Examining Probiotic Therapy on Triploid Chinook Salmon ( Oncorhynchus tshawytscha ): A Behavioural Genomics Approach

The aquaculture industry accounts for nearly half of the world's fish for consumption. To reduce energy expenditures towards reproductive efforts, hatcheries can induce the process of triploidization in their stock (resulting in altered ploidy from 2N to 3N). This process induces an early life stressor at the egg stage, yet can have several benefits (e.g., greater growth potential, producing sterile fish, and lowered aggression), as well as drawbacks (e.g., compromised immune function, increased stress reactions with lowered behavioural/physiological responsiveness, and greater environmental sensitivities). In this study, implementation of probiotic therapy is examined to determine its viability for overcoming drawbacks of triploidization. By adding probiotics into feed, we expect behavioural changes as well as alterations to the gut‐brain axis, which result in further changes in brain function and neural gene expression. Behaviours and neural transcriptomic profiles of hatchery‐reared Chinook salmon ( Oncorhynchus tshawytscha ) eight months post‐fertilization are examined following a series of behavioural trials, designed to assess the fish's foraging motivation, competitiveness, sensitivity to stress, and behavioural flexibility.
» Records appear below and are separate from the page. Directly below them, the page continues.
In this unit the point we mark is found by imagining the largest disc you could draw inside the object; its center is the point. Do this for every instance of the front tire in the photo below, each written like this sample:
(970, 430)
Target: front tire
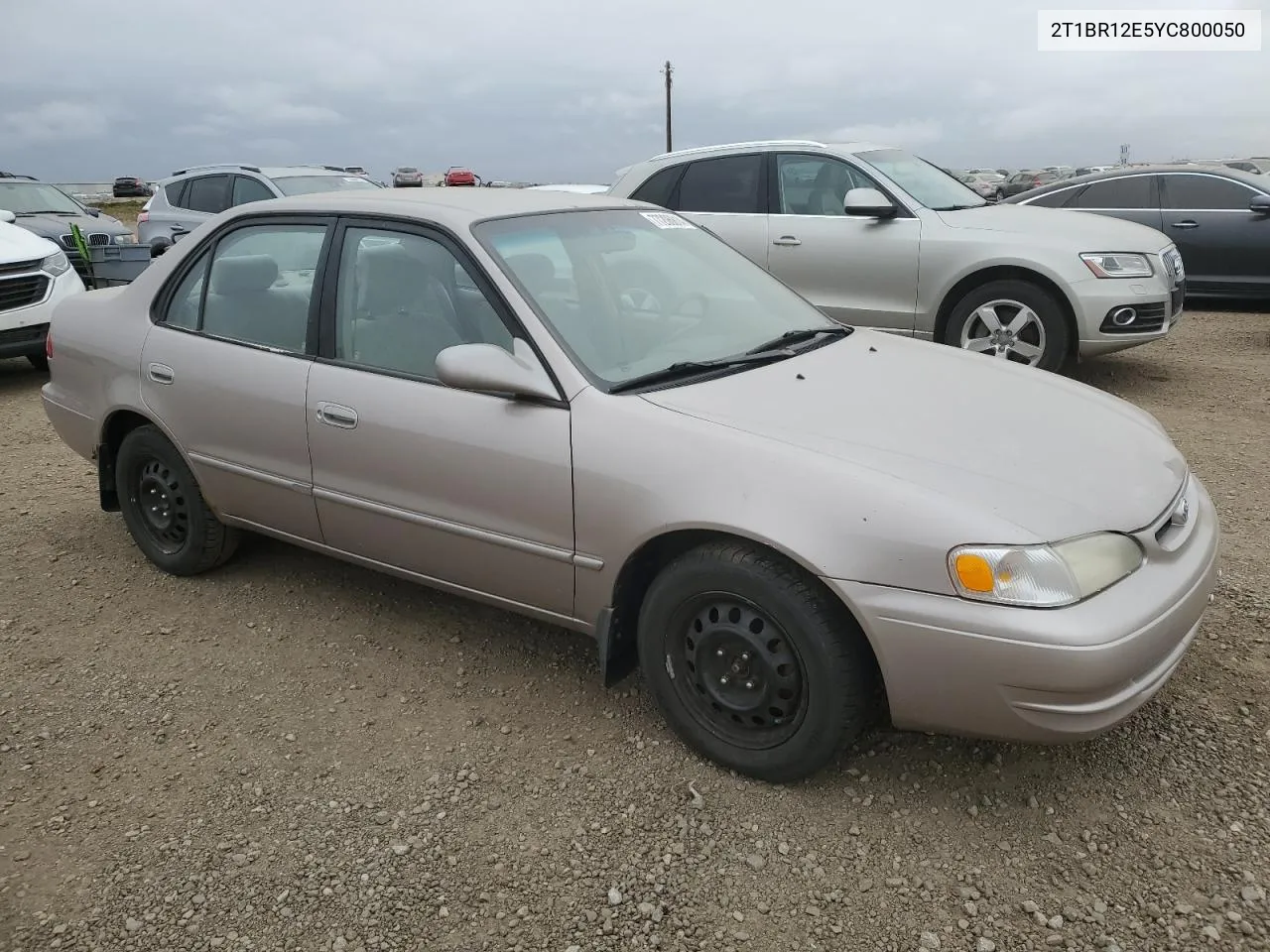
(1011, 320)
(164, 509)
(753, 662)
Fish from four treatment groups (2N‐regular feed, 2N‐probiotic feed, 3N‐regular feed, and 3N‐probiotic feed; n=90 per treatment) underwent a behavioural assay consisting of an open‐field, novel‐object, predator‐stimulus and mirror tests. Transcriptional profiles of neural tissues will be examined for genes relating to neural functions (i.e., neurogenesis/synaptic plasticity) to mechanistically examine behavioural flexibility, biomarkers for individual level stress response and development (i.e., growth and appetite). Through a behavioural genomics approach, we will be examining transcriptional expression integrated with behavioural profiles, allowing for determining the role of individual transcriptional variation across different behavioural groups. We will be able to determine how ploidy (specifically triploidization) coupled with probiotic therapies affect the gut‐brain axis via behavioural and transcriptional profiles in an economically important fish species. Ultimately, we will determine whether probiotic therapies are effective for future usage in the aquacultural industry.